After what proved to be false speculation that Chief of the Defence Force, General Angus Campbell, was on personal leave, The Saturday Paper made informal inquiries on August 26. The rumour was denied, and no formal question was lodged with Defence.
But later that day, The Saturday Paper received an emailed statement answering a question we did not ask.
“The Chief of the Defence Force is on duty,” the statement said. “The CDF is directing the planning and operational parameters for the implementation of domestic and international operations currently being undertaken by the Australian Defence Force. The conduct of the Kabul airlift, and the safety of ADF personnel involved in the mission are the priority for the CDF.”
In contrast, questions that were asked about the evacuation were ignored.
On September 1, The Saturday Paper asked Defence what time the last evacuation flight left Kabul on August 26. We also asked if it was true, as reported in The Daily Telegraph, that the prime minister had personally intervened to hold the last evacuation flight on the tarmac while Australian personnel searched for, and rescued, an Afghan woman and her child.
In the wider Defence community, many dismissed the story as fanciful because, under the Defence Act, only the CDF is supposed to issue directions to military personnel.
In an emergency airlift, the pilot is deemed the best judge of the security situation and is authorised to make decisions about takeoff and landing.
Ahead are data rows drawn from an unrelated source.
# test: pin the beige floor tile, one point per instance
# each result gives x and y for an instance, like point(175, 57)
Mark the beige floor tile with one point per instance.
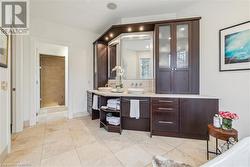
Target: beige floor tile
point(179, 156)
point(195, 148)
point(27, 157)
point(36, 131)
point(76, 124)
point(136, 136)
point(81, 142)
point(173, 141)
point(102, 134)
point(118, 143)
point(66, 159)
point(108, 161)
point(82, 137)
point(155, 146)
point(25, 143)
point(58, 125)
point(134, 157)
point(90, 154)
point(58, 147)
point(61, 135)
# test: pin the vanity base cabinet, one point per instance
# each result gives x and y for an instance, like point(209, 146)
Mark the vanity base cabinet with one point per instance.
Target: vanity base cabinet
point(182, 117)
point(165, 116)
point(195, 115)
point(141, 124)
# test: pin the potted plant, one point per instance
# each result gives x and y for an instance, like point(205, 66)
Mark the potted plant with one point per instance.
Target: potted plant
point(227, 119)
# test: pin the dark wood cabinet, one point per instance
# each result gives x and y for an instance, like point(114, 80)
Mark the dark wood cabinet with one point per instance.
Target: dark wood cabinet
point(177, 57)
point(100, 64)
point(195, 115)
point(182, 117)
point(112, 61)
point(89, 102)
point(143, 123)
point(165, 115)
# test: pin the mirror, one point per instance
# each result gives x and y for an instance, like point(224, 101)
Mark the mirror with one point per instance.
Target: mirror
point(137, 55)
point(134, 53)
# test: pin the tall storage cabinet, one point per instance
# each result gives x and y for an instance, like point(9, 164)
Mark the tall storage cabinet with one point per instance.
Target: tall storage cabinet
point(100, 64)
point(177, 57)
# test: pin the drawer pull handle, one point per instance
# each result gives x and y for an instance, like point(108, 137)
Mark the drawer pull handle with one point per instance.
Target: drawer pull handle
point(165, 122)
point(168, 109)
point(165, 101)
point(134, 99)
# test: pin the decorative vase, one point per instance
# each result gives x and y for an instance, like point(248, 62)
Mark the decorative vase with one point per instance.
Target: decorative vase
point(227, 124)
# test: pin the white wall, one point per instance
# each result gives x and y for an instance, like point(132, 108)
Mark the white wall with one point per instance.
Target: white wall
point(233, 88)
point(79, 43)
point(5, 108)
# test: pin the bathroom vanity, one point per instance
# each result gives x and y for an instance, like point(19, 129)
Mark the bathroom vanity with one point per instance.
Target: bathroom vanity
point(175, 115)
point(161, 70)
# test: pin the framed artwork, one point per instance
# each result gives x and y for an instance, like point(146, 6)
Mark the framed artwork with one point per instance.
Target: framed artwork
point(235, 47)
point(3, 48)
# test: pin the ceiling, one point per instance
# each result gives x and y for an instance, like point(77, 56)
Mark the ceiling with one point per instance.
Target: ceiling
point(93, 15)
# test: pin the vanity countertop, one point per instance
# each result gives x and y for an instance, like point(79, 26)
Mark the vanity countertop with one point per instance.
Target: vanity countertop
point(125, 94)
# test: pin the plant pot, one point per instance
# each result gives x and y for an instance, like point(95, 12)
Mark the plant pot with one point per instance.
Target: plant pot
point(227, 124)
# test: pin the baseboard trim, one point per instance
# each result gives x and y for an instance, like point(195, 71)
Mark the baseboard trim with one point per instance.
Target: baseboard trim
point(4, 154)
point(80, 114)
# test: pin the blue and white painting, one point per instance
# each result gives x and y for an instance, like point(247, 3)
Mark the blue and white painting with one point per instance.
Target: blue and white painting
point(237, 47)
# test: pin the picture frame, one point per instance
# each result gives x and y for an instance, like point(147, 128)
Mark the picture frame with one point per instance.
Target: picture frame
point(235, 47)
point(4, 42)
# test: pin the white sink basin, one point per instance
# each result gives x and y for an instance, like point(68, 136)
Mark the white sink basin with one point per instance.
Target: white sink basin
point(135, 91)
point(105, 89)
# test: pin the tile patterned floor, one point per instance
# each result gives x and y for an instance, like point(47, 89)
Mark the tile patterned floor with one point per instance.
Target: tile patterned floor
point(80, 142)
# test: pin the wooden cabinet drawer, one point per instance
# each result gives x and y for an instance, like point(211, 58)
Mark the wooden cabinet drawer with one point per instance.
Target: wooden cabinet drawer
point(165, 102)
point(165, 121)
point(157, 107)
point(144, 106)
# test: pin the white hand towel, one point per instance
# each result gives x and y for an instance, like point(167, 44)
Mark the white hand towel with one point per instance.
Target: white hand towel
point(95, 102)
point(135, 109)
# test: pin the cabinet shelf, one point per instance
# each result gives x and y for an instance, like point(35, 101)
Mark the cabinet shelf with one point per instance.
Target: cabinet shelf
point(111, 110)
point(110, 128)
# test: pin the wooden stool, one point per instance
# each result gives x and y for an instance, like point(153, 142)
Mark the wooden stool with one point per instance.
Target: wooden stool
point(221, 134)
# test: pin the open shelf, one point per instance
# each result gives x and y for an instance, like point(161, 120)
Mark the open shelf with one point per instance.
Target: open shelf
point(110, 128)
point(111, 110)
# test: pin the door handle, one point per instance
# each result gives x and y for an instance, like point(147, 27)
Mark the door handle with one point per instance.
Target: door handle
point(165, 122)
point(168, 109)
point(165, 101)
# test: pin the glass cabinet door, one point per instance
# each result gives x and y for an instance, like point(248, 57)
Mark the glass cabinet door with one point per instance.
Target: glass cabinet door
point(164, 46)
point(182, 48)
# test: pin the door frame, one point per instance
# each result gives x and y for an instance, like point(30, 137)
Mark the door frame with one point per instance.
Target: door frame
point(42, 48)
Taking directions from afar can risk the lives of people on board.
The day after these questions were lodged, Defence media asked for more time to respond. But no further correspondence was received, queries were ignored, and the department provided no answers at all before deadline, eight days later.
The Saturday Paper has since learnt that as the evacuation began, ADF personnel received new instructions to have no contact with media.
Prime Minister Scott Morrison has said the evacuation involved 32 flights and airlifted 4100 people, including at least 600 for other countries. He said 3500 were flown to Australia, including 100 who escaped Afghanistan and were evacuated from other countries after the Kabul airlift ended.
At time of press, the government was not yet able to confirm how many Afghan asylum seekers were among them.
“Other countries helped uplift our people as well – and the Afghan nationals who’d worked with us,” he added. “And that was a very dangerous operation.”
As the horrors unfolded at the airport, a New South Wales high school student wrote frantically to advocates about her uncle, an Afghan former ADF employee with a visa, who was trying to escape.
After 18 hours at the airport’s Abbey Gate, he too was rejected, apparently because he didn’t have an Australian passport.
“There are many other families that have been rejected,” the girl wrote. “Now that they have left, what are these people going to do? How long will they have to wait for the Australian forces to come back, if they do? Why is it that people with Australian visas and people who have worked with the Australian Defence Force are not getting let out because they don’t have an Australian passport?”
They are all reasonable questions. From Defence at least, it’s increasingly difficult to get any answers.